Bone Height and Bone Loss

Depending on the indication of the regeneration treatment, the reliable horizontal and vertical bone gain may be the corner stone of success in various dental rehabilitation procedures. Hence, any biomaterial having these properties may be ideal for patients with severe alveolar bone resorption. Chakar et al. [10] observed greater vertical bone height gain in the defects filled with BCP than with DBBM in animal experimental study. Merli et al. [9] in a randomized clinical trial reported significantly higher radiographic bone loss among lesions treated by DBBM than those treated by β-TCP. The two studies favored BCP and β-TCP on vertical bone height and minimal bone loss respectively. If supported by more clinical studies, these materials may be among the choices for augmenting alveolar bone in dentistry.

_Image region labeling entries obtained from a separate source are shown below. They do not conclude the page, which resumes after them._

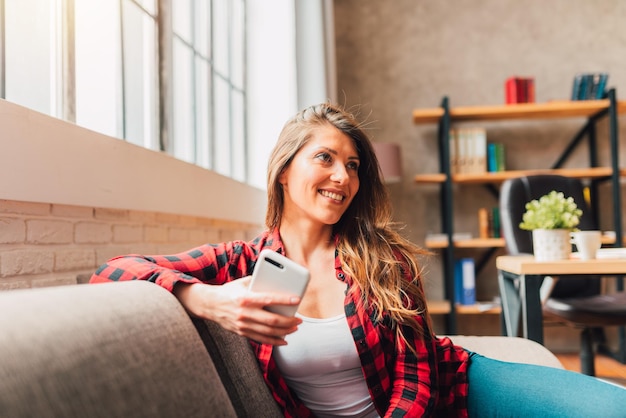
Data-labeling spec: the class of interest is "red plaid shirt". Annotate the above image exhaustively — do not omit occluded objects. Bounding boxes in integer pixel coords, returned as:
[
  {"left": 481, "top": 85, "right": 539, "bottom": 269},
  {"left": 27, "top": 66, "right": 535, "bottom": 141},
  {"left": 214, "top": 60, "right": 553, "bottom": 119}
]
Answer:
[{"left": 91, "top": 231, "right": 468, "bottom": 418}]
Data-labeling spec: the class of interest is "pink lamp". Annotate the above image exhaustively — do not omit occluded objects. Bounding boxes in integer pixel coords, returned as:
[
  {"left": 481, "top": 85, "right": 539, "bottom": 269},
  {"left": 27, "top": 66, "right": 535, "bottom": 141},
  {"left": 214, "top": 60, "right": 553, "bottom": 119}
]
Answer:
[{"left": 372, "top": 142, "right": 402, "bottom": 183}]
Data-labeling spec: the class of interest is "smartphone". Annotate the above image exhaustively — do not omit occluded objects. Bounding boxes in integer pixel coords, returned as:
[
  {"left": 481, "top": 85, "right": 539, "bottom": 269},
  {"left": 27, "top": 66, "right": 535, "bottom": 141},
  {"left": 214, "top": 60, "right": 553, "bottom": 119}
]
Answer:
[{"left": 250, "top": 249, "right": 310, "bottom": 316}]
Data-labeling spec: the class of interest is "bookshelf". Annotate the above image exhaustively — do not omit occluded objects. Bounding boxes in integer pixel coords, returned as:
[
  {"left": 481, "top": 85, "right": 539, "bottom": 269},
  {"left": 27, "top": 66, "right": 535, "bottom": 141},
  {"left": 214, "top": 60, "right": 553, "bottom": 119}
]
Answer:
[{"left": 412, "top": 89, "right": 626, "bottom": 334}]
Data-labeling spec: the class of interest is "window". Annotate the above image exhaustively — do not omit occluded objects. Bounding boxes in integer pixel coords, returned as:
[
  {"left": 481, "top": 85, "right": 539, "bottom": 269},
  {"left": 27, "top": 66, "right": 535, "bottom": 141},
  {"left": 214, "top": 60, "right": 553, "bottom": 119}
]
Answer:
[
  {"left": 0, "top": 0, "right": 247, "bottom": 181},
  {"left": 0, "top": 0, "right": 320, "bottom": 188}
]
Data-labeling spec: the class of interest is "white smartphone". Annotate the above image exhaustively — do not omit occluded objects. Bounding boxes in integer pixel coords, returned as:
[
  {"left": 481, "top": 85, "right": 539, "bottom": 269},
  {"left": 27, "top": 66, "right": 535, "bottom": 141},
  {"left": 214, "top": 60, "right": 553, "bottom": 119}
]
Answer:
[{"left": 250, "top": 249, "right": 310, "bottom": 316}]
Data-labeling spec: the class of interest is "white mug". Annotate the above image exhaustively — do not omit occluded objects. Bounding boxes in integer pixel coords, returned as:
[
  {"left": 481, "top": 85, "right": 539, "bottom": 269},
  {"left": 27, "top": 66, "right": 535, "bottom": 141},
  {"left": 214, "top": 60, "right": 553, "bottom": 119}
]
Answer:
[{"left": 571, "top": 231, "right": 602, "bottom": 260}]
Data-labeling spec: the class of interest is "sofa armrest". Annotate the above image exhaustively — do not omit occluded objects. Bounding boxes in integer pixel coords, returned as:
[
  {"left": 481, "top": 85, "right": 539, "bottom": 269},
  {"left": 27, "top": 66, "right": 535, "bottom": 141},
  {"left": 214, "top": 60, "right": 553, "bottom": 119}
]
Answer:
[
  {"left": 0, "top": 281, "right": 237, "bottom": 417},
  {"left": 193, "top": 319, "right": 283, "bottom": 418}
]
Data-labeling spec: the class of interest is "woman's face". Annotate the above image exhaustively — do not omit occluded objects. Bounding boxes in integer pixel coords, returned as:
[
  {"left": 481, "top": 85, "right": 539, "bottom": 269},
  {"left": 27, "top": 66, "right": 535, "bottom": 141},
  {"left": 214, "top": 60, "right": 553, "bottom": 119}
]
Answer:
[{"left": 278, "top": 125, "right": 360, "bottom": 229}]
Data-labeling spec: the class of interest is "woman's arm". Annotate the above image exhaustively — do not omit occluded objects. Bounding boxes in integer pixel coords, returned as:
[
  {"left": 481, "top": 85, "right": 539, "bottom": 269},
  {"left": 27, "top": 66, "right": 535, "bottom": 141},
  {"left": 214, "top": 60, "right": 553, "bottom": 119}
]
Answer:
[{"left": 90, "top": 244, "right": 301, "bottom": 345}]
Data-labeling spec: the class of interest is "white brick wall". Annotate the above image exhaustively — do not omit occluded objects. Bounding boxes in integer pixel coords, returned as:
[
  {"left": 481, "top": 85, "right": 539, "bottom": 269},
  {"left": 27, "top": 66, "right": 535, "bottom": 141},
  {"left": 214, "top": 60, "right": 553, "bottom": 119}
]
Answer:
[{"left": 0, "top": 200, "right": 262, "bottom": 291}]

Unfortunately, literature with high evidence on this topic is very sparse; thus, the review included experimental studies. However, the article presents the status quo worth referencing in the limited scientific evidence available. It is also important to note that, for simplicity, the review considered the grafting materials in groups rather than individual brand product. The reader should be aware of the significant differences between individual substitute materials based on their variations in chemical compositions, granule size and porosity which have implications in the clinical performance of the materials.


Most materials (PCP, ABG, BV, BMG, FDBA, DFDBA and MIC, β-TCP, DBBM as well as DBBM+C) have satisfactory bone regeneration capability. Autogenous bone graft (ABG) is superior to other BRMs in terms of new bone formation, local tissue reaction and rate of grafting materials resorption. There is low level evidence that BCP and β-TCP have similar to or even better osteoconductive properties than autograft. Calcium phosphate cement (CPC) has restricted osteoconductivity capability.